One of the first things we did on the course I'm doing was to learn how to cross rivers. We did this by a day or so of theory (where should you cross) and then an afternoon out actually crossing rivers.
The river was high, but still crossable by all of the class. We practiced methods like leaning against a stick, linking arms, working our way downstream at an angle, and so on. But there's one thing the tutors didn't have us practice: actually getting washed our your feet - and I think something was lost because of it.
The closest thing we did was to practice recovering our footing - we would jump into a fast flowing section and try to stand up. After a while I went up to our tutor and asked something along the lines of "I'd like to go into that really deep really fast section. I know I'll get washed off my feet, but I'd like to do it". To which he (being awesome) said "I'll be standing here downstream so I can pluck you out, yeah, go for it".

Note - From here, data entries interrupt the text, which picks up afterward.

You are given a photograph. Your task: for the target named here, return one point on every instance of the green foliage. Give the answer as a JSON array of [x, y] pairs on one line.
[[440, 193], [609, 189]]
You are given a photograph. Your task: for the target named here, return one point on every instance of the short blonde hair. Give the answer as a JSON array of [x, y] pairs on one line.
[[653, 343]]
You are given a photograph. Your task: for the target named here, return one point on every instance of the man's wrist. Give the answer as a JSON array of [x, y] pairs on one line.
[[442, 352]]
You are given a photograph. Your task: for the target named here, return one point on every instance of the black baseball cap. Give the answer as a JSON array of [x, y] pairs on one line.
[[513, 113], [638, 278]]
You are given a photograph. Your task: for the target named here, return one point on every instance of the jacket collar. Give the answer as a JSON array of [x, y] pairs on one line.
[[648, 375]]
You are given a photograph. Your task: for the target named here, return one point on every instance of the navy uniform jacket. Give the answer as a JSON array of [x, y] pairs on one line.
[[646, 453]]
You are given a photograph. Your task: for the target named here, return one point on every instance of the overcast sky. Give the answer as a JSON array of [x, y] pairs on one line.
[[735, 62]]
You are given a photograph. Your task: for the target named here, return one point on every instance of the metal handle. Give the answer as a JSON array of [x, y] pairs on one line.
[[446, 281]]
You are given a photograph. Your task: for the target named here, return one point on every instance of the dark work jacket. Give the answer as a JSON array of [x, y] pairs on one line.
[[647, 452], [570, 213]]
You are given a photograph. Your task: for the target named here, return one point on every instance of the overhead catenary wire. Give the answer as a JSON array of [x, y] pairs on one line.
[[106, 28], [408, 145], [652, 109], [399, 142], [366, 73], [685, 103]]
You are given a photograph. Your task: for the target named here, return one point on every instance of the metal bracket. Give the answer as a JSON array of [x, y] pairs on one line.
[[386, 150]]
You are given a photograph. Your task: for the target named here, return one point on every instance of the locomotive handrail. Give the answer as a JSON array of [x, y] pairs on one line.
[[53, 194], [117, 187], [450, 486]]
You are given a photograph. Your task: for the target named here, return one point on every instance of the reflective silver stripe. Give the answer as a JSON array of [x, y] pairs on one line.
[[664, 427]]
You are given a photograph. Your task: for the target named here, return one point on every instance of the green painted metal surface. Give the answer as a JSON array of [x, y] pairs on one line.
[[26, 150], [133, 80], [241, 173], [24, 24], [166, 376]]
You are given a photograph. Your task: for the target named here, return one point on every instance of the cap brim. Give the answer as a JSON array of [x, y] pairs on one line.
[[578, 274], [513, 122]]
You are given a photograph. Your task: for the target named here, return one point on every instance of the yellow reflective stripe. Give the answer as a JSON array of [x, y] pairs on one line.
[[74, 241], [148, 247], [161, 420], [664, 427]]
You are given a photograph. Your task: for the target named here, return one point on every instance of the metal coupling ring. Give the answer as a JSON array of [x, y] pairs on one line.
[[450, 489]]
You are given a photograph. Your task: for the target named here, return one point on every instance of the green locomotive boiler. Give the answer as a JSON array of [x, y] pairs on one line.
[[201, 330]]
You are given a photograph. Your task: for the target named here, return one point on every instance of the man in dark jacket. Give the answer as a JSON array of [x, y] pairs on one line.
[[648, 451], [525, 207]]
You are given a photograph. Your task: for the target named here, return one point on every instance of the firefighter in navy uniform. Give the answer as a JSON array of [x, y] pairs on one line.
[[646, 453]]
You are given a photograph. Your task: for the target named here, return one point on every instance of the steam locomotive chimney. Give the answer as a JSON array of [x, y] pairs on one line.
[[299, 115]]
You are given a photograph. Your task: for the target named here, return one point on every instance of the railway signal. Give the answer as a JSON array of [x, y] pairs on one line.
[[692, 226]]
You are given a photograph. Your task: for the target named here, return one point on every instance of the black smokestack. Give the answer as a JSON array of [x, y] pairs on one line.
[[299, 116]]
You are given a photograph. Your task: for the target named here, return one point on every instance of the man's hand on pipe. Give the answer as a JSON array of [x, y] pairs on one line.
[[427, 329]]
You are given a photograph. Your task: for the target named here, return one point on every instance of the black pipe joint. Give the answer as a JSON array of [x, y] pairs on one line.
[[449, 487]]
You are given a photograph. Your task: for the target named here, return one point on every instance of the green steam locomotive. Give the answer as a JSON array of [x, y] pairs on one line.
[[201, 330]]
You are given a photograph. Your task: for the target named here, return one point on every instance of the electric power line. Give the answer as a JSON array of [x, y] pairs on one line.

So what is the difference between jumping into a river and getting washed off your feet? Well, to me the biggest is that when you jump into a river you know you will lose control. When you get washed off your feet it just, well, happens and your brain is a couple seconds late in figuring it out. Even though I knew I was likely to get washed off my feet there was an initial "oh, what on earth is happening?" Looking at a video one of my classmates took, I was washed downstream by at least a couple meters before I really realized what had happened and started trying to regain my footing.
So what did I learn? Well, downstream is really important - and not just a short distance downstream. If you lose your footing you are travelling at least 10m. Also I learned that practice has to be the right practice. This experience made me wonder about other areas of training and how they may be practicing the "wrong" thing. For example: If you're training to be a firefighter, how much time is spent training pump operation and how much is spent training you how to react when there is someone burning alive infront of you and the building starts collapsing? Can you train for the second situation at all? Can you do so within a learning institution?
So what skills are there that can't be easily trained? How a person behaves under stress is one (though the military does their best on this - have a read of "Training For War" by Tom Kratman). Are there others?